Born and raised in the suburbs of Chicago, Marvin Lipofsky completed a BFA in Industrial Design at the University of Illinois before going on to pursue an MS/MFA in sculpture at the University of Wisconsin, Madison.
It was in Madison in the early 1960s that Lipofsky became one of the first students in the university’s newly created glass department, under the tutelage of studio glass movement founder Harvey Littleton. Upon graduation, Lipofsky was hired to implement a similar glass program at the University of California, Berkeley, and then the California College of the Arts, where he taught until 1987.

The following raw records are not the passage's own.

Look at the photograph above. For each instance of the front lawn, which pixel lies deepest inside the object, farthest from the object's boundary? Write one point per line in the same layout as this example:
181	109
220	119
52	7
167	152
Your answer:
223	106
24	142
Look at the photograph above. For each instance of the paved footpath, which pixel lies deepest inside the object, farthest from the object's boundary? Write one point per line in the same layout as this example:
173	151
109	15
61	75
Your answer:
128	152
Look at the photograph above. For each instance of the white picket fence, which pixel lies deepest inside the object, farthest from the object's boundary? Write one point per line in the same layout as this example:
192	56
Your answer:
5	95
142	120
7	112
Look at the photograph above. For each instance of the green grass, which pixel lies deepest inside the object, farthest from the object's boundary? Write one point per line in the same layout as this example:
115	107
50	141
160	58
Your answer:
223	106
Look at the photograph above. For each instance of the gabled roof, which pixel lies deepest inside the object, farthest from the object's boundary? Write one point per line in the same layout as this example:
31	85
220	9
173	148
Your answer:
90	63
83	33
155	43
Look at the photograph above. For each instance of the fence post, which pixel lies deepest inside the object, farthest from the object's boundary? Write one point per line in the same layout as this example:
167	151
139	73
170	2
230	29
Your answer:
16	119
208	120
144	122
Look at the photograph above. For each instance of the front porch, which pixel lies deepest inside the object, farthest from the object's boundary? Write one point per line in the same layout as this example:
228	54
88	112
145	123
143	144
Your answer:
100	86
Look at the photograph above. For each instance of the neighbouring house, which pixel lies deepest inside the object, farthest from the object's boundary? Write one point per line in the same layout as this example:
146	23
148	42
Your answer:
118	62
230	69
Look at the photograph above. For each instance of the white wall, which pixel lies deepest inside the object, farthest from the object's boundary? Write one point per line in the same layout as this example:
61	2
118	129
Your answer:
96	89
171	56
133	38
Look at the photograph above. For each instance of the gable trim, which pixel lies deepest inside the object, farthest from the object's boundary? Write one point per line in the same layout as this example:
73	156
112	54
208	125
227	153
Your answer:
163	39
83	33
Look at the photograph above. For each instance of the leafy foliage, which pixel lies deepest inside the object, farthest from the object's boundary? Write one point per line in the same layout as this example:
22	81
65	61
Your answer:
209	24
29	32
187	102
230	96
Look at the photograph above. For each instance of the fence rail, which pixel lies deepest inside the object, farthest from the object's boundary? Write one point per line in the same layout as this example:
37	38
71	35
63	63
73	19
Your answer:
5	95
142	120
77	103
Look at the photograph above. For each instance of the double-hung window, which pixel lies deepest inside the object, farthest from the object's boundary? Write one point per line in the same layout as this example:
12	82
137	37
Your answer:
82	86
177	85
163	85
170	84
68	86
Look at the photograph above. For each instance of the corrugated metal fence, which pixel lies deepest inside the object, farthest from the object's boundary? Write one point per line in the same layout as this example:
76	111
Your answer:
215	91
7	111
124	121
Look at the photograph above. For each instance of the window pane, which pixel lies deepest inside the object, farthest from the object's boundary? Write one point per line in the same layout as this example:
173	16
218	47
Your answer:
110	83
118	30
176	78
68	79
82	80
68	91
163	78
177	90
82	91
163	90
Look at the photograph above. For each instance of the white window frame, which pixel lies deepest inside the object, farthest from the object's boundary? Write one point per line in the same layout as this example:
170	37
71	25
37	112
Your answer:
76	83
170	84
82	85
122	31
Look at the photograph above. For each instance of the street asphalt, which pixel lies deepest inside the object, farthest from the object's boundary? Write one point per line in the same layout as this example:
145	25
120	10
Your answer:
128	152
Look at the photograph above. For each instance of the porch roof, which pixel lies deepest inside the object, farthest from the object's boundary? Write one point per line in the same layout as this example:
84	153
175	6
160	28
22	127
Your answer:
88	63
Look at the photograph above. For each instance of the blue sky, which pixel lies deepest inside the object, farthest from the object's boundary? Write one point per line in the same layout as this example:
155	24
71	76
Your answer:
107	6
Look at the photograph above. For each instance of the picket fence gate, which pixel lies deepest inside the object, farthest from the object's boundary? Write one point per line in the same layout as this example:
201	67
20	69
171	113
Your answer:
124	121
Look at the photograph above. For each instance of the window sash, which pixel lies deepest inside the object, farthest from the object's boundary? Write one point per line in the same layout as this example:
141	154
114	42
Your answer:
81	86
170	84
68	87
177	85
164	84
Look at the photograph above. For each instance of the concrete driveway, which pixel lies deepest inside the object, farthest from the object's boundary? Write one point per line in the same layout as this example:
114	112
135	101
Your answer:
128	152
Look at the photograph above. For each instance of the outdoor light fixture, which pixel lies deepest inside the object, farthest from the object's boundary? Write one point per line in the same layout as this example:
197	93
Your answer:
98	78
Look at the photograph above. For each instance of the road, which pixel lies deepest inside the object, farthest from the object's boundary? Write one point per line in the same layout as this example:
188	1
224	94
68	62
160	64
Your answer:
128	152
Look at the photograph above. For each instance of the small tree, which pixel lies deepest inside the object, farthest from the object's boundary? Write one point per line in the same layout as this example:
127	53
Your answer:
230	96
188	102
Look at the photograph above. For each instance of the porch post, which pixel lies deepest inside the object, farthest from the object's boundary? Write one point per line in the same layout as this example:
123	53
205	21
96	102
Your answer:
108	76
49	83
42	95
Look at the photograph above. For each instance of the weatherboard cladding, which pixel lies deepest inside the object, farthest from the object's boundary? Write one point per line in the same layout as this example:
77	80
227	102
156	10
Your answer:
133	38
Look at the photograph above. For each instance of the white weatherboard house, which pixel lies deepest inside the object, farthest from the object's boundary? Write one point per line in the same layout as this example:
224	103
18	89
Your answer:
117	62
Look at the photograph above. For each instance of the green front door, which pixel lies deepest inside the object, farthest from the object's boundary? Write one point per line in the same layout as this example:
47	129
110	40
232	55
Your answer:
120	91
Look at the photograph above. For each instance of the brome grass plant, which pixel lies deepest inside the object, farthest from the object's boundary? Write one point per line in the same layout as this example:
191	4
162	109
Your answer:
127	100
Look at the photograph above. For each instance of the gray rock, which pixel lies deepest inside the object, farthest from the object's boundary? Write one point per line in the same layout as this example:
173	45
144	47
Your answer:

As an artist, Lipofsky is best known for his organic, biomorphic “bubbles” of glass with various colors and textures that redefined the parameters of glass sculpture. Of the two principal methods of glassblowing, Lipofsky favored free-blowing styles to create unique, visceral shapes over the mold-blowing techniques often used to create uniform, functional glass art such as vases or bowls.
“Marvin was especially important in working with blown glass in a sculptural way,” said Tina Oldknow, former curator at the Corning Museum of Glass. “He stretched it, he ripped it apart, he hot-worked it — he did whatever he could to make it not a container but at the same time retain the characteristics of blown glass.”
In addition to his artistic contributions to the field, Lipofksy is equally notable for his commitment to spreading the studio glass movement through his teachings and his international travels. He taught over 300 workshops in more than 30 different countries around the world, cultivating a global network of international exchange that remains important to the glass world today.
Marvin Lipofsky died in January 2016 at the age of 77. Yet his spirit lives on in the thriving glass artwork community that he helped to create.
“He was so influential in helping others understand the potential of glass,” said a former exhibition collaborator, Tim O’Brien. “He inspired others to follow their ideas.”